Talking the Patients Language
The importance of effective, health literate, patient-centered engagement
White Paper
Nov 20, 2018

This white paper explores evidence that improving patient engagement leads to positive outcomes for all healthcare system stakeholders. The clinical encounter is at the core of patient engagement, supporting and fostering positive health behaviors. This engagement can be amplified by patient support programs designed using the principles of behavior change, adult learning, health literacy and instructional design. Based on multimodal instructional design, such programs can enhance engagement of patients with different learning styles, using a range of modalities – print, video, digital, mobile, or face-to-face training. Behaviorally driven mobile health interventions are of particular interest, potentially offering an interactive channel to address pathways linked to sustained behavior change, although the benefits of faceto-face interaction should not be underestimated.

Introduction: using patient engagement to optimize healthcare outcomes

Effective patient engagement and empowerment – driving patients’ involvement in their own healthcare and decision making – has potential to improve treatment adherence, health outcomes and patient quality of life. However, while engagement is critical for better patient outcomes, as many as 56% of healthcare consumers in the United States show little or no engagement in their health.

Over the past decades, clinical practice has gradually been increasing its focus from an “authoritative/paternal” model to a more “collaborative/consumer” model. This shift often calls on patients as consumers to become more active in their own healthcare decisions, and to move from “adherence” to “self-management” where they have a full understanding and belief in their treatment plan. As the number of chronic disease patients is growing significantly across the world, the healthcare industry has responded to the call for increased “patient engagement,” with governments also supporting this trend.
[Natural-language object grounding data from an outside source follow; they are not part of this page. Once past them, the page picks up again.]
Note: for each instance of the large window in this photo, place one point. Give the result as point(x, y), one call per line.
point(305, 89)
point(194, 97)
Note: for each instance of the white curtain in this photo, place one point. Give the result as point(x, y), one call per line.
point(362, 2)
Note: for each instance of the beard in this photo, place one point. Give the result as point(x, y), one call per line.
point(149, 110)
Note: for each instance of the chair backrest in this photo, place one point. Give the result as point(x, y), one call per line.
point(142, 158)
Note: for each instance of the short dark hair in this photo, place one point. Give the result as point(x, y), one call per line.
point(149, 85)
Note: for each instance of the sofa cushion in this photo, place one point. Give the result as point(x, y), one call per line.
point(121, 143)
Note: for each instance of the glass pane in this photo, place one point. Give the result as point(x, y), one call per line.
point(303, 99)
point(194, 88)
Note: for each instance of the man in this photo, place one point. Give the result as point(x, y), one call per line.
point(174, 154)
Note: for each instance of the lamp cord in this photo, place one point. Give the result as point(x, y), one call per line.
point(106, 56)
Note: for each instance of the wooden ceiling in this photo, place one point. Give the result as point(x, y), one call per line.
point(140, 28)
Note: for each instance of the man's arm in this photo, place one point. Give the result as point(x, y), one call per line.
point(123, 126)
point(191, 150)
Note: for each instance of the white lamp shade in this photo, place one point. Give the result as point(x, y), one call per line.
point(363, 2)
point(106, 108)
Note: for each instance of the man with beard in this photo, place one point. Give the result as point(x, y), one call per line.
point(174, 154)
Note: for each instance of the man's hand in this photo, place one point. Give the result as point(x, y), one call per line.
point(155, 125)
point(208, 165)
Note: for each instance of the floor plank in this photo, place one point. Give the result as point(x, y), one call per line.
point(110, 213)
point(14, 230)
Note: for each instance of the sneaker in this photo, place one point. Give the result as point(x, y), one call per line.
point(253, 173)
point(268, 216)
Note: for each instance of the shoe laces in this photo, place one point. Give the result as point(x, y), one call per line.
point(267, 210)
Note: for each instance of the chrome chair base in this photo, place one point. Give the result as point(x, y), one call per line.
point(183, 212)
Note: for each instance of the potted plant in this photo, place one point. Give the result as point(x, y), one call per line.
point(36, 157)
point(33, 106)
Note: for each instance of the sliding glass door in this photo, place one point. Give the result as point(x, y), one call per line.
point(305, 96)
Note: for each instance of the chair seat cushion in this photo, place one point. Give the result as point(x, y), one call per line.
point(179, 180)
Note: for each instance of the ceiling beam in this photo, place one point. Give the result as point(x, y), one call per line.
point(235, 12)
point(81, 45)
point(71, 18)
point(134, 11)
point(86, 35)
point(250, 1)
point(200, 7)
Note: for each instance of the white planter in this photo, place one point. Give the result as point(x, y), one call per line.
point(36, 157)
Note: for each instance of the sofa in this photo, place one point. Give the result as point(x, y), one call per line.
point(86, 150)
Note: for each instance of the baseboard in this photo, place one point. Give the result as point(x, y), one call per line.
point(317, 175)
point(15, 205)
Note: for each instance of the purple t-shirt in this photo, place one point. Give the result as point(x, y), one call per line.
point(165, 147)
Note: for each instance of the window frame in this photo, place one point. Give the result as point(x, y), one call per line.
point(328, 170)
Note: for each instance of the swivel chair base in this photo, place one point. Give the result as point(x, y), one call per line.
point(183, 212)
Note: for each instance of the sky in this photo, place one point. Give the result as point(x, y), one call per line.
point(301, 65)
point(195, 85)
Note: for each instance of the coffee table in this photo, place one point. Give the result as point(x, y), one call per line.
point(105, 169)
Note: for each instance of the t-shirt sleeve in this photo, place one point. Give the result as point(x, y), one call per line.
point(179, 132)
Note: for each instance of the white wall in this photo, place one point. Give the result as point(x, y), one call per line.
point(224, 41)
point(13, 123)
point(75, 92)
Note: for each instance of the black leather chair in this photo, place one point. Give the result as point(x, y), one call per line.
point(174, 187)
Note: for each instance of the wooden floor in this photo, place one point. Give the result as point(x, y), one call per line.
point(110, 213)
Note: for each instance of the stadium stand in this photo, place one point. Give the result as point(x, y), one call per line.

This response aligns with a growing body of evidence demonstrating that patient-reported and quality outcomes and patient experience are improved when patients become more actively involved in their own healthcare.

The rise in patient engagement activities represents a shift in approach within the current values and outcomes era. This increase in patient engagement accompanies the changes in long-term disease prevalence and therapies, an aging population, the presence in individuals of multiple chronic medical conditions (multimorbidity), simultaneous use of multiple drugs to treat a single ailment or condition (polypharmacy), and cancer increasingly becoming a long-term condition rather than a terminal disease.